The day had dawned sunny and we got up fairly early, but before we could set off we needed more diesel. Luckily there was a garage across the road from where we were moored so we went over with our trolley’s and containers, and after some help using the pump from a local (you have to put your credit card in a little machine to the side of the pump first before filling with fuel), we managed to buy enough certainly to take us as far as Dunkirk. We also felt filthy, and I certainly welcomed an opportunity to wash my hair after not washing it for five days! You feel so much better after a wash and with fresh clothing.
We finally set off for Bruges at 10 am. Today was such a contrast from yesterday the sun was warm on our backs, so we were able to travel without coats or hats. We were now driving along a tree lined canal that stretched like an avenue before us. Chiff Chaffs sang either side of us, and we saw brown faced sheep lying lazily by the waterside. Altogether a much more pleasing picture on our journey.
The journey then became much slower when we reached Bruges, we drove along the ring canal anti-clockwise, and followed a large boat that was on its way to Zeebrugge. One thing we have experienced so far is the lack of communication when requesting permission to enter locks or pass through bridges. Often nobody seems to answer for a very long time, if at all before opening them, so it is very difficult to know whether someone has acknowledged that you are waiting or not. One thing that is important to note though, all the locks and bridges do seem to require you to have a VHF radio, as the signs for the correct channels are usually displayed just before, or at the lock or bridge. There are some telephone numbers, but it would be best to check them out before you take the route as these are not normally displayed. Along the way, we passed windmills, an ancient gatehouse and saw storks riding the thermals above us.

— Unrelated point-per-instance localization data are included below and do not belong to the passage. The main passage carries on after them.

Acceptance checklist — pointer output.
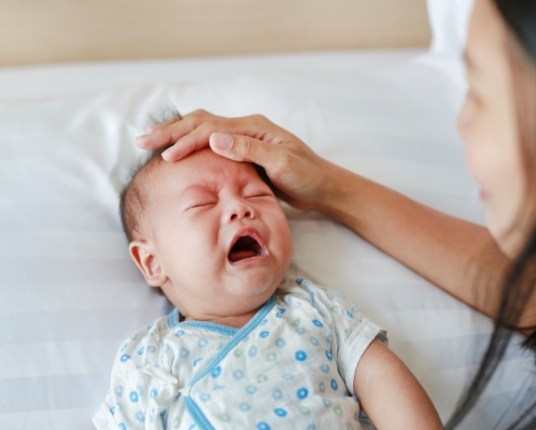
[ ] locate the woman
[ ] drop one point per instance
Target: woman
(498, 124)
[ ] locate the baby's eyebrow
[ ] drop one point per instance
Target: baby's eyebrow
(198, 188)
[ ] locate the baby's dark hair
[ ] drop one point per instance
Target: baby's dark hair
(132, 197)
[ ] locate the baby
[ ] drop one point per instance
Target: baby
(244, 347)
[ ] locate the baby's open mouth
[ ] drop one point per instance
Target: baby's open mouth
(245, 247)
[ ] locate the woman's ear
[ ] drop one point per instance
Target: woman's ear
(144, 255)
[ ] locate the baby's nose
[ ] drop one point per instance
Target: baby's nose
(241, 210)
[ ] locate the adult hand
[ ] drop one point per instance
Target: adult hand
(300, 176)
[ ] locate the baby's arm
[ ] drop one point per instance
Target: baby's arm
(389, 393)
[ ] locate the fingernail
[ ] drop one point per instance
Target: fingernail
(221, 140)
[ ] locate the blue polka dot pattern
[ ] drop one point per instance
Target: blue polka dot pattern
(277, 394)
(302, 393)
(291, 357)
(300, 355)
(280, 412)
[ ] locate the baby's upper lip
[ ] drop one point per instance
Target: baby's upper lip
(257, 244)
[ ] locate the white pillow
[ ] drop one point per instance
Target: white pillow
(449, 20)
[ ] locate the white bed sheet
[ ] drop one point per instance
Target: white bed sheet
(69, 293)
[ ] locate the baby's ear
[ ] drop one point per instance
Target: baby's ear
(144, 255)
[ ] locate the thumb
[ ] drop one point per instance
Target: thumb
(243, 148)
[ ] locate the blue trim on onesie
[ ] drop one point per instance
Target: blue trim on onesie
(242, 333)
(197, 415)
(210, 326)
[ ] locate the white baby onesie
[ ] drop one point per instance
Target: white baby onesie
(291, 366)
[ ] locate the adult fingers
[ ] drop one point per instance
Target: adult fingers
(245, 148)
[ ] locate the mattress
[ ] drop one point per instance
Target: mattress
(69, 292)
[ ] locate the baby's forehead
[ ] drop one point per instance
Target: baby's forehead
(201, 167)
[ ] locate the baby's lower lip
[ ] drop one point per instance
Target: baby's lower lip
(249, 260)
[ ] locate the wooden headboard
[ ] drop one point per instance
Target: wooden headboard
(37, 31)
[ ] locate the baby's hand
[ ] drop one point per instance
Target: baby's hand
(390, 394)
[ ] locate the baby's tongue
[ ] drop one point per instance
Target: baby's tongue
(241, 254)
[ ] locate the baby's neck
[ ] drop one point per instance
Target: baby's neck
(236, 321)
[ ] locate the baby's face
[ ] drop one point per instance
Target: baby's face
(219, 235)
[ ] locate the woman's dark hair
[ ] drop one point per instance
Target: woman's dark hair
(519, 281)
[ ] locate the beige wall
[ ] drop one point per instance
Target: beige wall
(37, 31)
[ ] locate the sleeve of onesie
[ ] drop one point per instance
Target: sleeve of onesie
(132, 399)
(352, 331)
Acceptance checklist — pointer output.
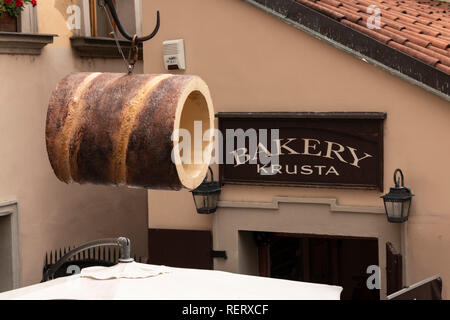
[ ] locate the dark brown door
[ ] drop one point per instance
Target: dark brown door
(328, 260)
(180, 248)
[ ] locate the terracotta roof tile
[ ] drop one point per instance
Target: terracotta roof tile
(419, 28)
(443, 52)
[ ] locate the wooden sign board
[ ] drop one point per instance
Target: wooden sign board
(342, 150)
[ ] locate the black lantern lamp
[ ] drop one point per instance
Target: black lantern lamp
(206, 195)
(398, 201)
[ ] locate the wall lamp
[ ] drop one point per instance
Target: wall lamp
(398, 201)
(206, 195)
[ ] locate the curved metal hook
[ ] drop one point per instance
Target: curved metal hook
(113, 12)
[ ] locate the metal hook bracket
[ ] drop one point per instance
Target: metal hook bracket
(122, 31)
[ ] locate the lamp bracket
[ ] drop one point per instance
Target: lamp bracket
(219, 254)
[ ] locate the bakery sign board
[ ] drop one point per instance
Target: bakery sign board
(336, 149)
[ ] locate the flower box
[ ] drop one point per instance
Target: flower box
(8, 23)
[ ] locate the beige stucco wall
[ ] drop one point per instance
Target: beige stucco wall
(254, 62)
(52, 214)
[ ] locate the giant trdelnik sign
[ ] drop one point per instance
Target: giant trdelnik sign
(306, 149)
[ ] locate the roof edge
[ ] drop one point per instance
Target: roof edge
(346, 39)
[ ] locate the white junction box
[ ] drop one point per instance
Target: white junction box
(174, 58)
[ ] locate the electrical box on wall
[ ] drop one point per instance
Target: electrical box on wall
(174, 54)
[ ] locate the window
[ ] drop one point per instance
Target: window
(21, 35)
(27, 21)
(94, 39)
(96, 22)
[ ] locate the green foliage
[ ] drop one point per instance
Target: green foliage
(14, 7)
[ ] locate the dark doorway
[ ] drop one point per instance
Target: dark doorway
(338, 261)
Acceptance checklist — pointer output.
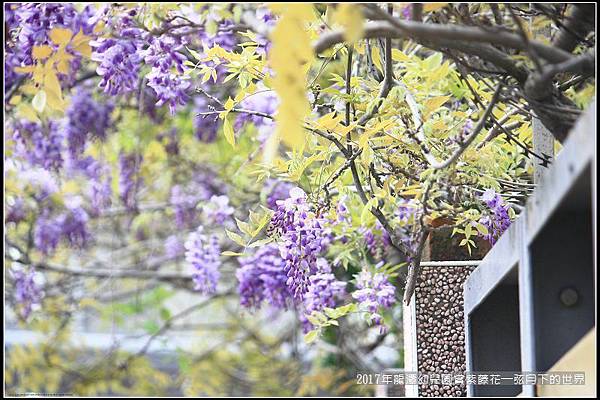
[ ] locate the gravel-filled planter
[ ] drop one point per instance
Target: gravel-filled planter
(440, 327)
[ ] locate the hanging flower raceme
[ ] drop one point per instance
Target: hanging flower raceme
(261, 277)
(498, 220)
(374, 292)
(39, 144)
(323, 289)
(129, 165)
(86, 119)
(203, 254)
(28, 292)
(119, 61)
(304, 237)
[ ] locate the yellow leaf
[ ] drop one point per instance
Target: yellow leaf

After Bruges, we made our way towards Nieuwpoort. The first lock took an hour to go through, although this wasn’t too much of a hardship, as the sun was still shining, and it was still pleasant to sit outside. Not long after that though, we were stuck waiting at a bridge in Oudenburg. Nobody seemed to be answering us at all on the VHF radio, by this time it was beginning to get frustrating, as we not only needed to crack on, but we also needed to get somewhere where we could pick up water and food supplies. I managed to find a telephone number for the bridge, and we finally got an answer!
By this time it was getting late, so soon after the bridge we moored at Snaaskerke for the night. We decided at this point that we had really had enough of long days of motoring, and that if we continued to travel in this way fatigue would soon set in which would affect our judgement and decisions. We wanted to get home, but we wanted to get home safely! Whilst I prepared a much needed dinner, Martin went out to find a supermarket for us to stock up on supplies in the morning.